To find the mole fraction of benzene in the vapor above a solution of benzene and toluene at 20 degrees Celsius, we can use Raoult's Law and the information provided about the molar volumes and vapor pressures. Let's break this down step by step.

Understanding the Problem

We know the following:

  • The density of liquid benzene is 0.877 g/mL.
  • The density of liquid toluene is 0.867 g/mL.
  • The molar volume of benzene increases by a factor of 2750 upon vaporization.
  • The molar volume of toluene increases by a factor of 7720 upon vaporization.
  • The total vapor pressure of the solution at 20 degrees Celsius is 46 torr.

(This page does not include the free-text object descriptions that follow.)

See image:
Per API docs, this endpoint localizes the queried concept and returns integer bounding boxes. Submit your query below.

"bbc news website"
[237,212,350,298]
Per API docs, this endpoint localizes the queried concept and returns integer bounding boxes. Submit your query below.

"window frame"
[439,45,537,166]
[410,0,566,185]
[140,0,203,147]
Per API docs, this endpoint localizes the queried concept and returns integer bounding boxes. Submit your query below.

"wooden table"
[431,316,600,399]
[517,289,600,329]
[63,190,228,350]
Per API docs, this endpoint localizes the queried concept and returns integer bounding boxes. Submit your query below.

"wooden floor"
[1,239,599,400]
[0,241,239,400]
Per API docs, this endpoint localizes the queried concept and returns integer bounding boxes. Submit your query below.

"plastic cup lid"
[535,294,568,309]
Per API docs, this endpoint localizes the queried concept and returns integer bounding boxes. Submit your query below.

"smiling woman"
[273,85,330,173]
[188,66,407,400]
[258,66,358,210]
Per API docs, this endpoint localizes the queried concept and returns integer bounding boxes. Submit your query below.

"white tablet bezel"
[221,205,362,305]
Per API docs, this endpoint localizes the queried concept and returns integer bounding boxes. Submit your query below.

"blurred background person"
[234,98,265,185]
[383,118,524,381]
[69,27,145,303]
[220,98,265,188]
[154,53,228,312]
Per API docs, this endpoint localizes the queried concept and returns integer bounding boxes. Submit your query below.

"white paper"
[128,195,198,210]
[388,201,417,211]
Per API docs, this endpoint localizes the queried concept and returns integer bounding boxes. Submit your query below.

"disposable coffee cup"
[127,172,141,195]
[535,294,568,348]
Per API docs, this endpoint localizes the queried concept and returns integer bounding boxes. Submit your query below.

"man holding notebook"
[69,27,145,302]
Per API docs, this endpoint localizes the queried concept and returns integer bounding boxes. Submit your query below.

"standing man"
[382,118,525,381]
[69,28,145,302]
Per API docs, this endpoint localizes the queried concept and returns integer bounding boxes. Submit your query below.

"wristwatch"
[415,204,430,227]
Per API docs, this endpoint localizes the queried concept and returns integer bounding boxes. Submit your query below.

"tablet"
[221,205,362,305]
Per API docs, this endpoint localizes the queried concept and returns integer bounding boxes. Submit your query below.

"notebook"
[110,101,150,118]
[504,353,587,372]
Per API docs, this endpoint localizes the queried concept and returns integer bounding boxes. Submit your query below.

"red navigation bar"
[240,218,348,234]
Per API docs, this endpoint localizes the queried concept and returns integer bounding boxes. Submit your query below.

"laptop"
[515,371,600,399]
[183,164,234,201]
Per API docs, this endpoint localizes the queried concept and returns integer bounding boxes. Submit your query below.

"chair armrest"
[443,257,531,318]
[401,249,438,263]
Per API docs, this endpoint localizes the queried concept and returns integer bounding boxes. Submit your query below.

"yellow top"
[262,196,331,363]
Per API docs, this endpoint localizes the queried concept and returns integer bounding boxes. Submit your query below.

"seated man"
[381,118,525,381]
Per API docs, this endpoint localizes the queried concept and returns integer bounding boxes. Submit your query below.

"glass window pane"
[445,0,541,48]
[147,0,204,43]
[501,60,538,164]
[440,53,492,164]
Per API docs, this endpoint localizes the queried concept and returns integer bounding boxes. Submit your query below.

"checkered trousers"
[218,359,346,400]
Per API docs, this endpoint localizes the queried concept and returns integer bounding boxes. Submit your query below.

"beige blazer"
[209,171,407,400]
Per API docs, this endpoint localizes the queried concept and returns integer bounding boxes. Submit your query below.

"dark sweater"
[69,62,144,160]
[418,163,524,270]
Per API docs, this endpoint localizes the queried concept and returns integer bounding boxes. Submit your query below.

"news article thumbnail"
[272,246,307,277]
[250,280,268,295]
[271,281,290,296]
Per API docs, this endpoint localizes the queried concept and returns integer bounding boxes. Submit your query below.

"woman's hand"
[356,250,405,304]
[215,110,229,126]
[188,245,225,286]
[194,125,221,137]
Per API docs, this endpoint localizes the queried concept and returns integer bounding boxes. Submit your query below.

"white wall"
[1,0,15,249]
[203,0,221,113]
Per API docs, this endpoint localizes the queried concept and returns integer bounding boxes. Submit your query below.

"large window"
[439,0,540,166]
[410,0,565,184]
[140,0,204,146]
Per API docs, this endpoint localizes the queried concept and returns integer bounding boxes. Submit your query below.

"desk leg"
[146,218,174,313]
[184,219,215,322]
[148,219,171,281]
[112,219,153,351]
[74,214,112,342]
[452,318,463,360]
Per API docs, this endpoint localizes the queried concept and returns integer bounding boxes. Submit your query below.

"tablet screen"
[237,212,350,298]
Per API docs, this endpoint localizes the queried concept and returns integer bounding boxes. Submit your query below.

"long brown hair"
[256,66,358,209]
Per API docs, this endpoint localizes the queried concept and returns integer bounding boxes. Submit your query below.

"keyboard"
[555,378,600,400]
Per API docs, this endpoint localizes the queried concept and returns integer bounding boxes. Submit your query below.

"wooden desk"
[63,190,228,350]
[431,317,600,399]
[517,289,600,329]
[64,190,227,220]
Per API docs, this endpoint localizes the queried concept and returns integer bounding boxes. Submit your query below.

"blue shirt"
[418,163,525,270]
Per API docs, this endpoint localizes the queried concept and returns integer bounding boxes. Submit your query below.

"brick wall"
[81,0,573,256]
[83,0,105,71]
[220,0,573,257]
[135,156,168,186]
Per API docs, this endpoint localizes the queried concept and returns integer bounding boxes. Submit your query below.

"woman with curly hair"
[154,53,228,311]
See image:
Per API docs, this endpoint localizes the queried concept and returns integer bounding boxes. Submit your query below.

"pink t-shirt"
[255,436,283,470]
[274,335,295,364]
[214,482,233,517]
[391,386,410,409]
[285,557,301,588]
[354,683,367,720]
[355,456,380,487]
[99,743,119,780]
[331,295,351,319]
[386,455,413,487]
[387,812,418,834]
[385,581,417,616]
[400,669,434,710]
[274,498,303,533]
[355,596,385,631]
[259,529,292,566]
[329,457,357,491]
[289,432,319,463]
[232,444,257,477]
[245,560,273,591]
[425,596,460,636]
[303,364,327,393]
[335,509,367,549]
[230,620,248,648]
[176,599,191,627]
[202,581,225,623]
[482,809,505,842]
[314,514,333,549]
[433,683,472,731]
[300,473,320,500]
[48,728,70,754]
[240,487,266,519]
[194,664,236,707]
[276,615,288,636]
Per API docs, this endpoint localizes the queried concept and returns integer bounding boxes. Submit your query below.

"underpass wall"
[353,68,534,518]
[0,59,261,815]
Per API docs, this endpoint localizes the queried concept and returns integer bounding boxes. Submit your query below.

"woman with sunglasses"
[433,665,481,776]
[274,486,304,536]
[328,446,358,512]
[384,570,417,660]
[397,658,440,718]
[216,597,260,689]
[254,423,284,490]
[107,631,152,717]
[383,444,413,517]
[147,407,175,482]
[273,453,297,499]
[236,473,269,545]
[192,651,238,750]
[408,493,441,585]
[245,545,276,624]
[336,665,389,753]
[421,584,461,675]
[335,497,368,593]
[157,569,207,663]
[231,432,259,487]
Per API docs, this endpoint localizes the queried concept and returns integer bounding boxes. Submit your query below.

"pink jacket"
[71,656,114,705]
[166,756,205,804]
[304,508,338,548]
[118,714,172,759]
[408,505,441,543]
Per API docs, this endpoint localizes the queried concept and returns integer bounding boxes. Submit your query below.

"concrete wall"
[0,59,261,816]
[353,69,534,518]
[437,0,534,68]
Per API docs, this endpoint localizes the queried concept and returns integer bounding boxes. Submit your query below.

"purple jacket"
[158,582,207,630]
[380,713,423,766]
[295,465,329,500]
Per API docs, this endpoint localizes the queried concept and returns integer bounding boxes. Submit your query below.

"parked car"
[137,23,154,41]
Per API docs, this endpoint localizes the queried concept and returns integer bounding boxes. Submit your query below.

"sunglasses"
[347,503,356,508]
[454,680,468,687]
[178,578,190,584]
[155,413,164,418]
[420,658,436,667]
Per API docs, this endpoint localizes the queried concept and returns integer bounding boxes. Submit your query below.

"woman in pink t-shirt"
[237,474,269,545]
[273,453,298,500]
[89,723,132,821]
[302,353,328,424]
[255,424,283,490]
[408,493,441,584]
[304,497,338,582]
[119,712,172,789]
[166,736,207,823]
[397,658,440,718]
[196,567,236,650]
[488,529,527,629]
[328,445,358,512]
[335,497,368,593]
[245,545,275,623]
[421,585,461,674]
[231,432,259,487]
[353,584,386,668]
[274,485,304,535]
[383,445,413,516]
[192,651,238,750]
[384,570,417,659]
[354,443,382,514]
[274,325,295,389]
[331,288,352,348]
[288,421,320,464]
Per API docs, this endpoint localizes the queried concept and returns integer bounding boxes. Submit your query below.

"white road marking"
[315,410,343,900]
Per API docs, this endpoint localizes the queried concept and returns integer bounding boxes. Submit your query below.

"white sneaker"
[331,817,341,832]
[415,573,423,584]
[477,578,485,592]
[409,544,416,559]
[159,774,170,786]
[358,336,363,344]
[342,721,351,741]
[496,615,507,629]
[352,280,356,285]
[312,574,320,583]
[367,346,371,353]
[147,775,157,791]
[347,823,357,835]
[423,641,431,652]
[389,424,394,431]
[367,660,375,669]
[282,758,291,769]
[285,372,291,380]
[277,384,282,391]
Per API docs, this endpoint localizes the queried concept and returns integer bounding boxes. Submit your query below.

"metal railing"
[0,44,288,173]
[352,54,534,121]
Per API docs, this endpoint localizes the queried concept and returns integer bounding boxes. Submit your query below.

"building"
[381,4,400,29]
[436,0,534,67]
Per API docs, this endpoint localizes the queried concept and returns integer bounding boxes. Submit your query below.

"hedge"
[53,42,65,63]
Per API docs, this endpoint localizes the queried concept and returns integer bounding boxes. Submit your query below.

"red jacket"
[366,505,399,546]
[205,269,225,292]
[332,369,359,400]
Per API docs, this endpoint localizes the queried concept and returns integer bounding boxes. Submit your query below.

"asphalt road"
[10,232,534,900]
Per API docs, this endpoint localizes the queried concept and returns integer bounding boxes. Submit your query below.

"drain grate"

Calculating Molar Masses and Molar Volumes

First, we need to determine the molar masses of benzene and toluene:

  • Benzene (C6H6): Molar mass = 78.11 g/mol
  • Toluene (C7H8): Molar mass = 92.14 g/mol

Next, we can calculate the molar volumes of the liquids:

  • Molar volume of benzene = (molar mass / density) = (78.11 g/mol) / (0.877 g/mL) ≈ 89.0 mL/mol
  • Molar volume of toluene = (molar mass / density) = (92.14 g/mol) / (0.867 g/mL) ≈ 106.0 mL/mol

Calculating Vapor Pressures

Using the factors by which the molar volumes increase upon vaporization, we can find the molar volumes of the gases:

  • Vapor volume of benzene = 2750 × 89.0 mL/mol ≈ 244750 mL/mol
  • Vapor volume of toluene = 7720 × 106.0 mL/mol ≈ 819520 mL/mol

Applying Raoult's Law

According to Raoult's Law, the partial vapor pressure of each component in the solution can be calculated as follows:

  • Partial pressure of benzene (PB) = XB × PB0
  • Partial pressure of toluene (PT) = XT × PT0

Where:

  • XB and XT are the mole fractions of benzene and toluene, respectively.
  • PB0 and PT0 are the vapor pressures of pure benzene and toluene at 20 degrees Celsius.

Finding Vapor Pressures of Pure Components

To find the vapor pressures of pure benzene and toluene, we can use the ideal gas law and the molar volumes we calculated:

  • PB0 = (RT) / VB = (0.0821 L·atm/(K·mol) × 293 K) / (244.75 L/mol) ≈ 0.101 atm ≈ 76 torr
  • PT0 = (RT) / VT = (0.0821 L·atm/(K·mol) × 293 K) / (819.52 L/mol) ≈ 0.024 atm ≈ 18 torr

Setting Up the Equation

Now we can set up the equation for the total vapor pressure:

Ptotal = PB + PT = 46 torr

Substituting the expressions for partial pressures:

XB × 76 torr + XT × 18 torr = 46 torr

Since XB + XT = 1, we can express XT as (1 - XB):

XB × 76 + (1 - XB) × 18 = 46

Solving for Mole Fraction

Now, let's solve for XB:

76XB + 18 - 18XB = 46

58XB = 28

XB = 28 / 58 ≈ 0.483

Final Result

The mole fraction of benzene in the vapor above the solution is approximately 0.483. This means that about 48.3% of the vapor consists of benzene molecules at 20 degrees Celsius.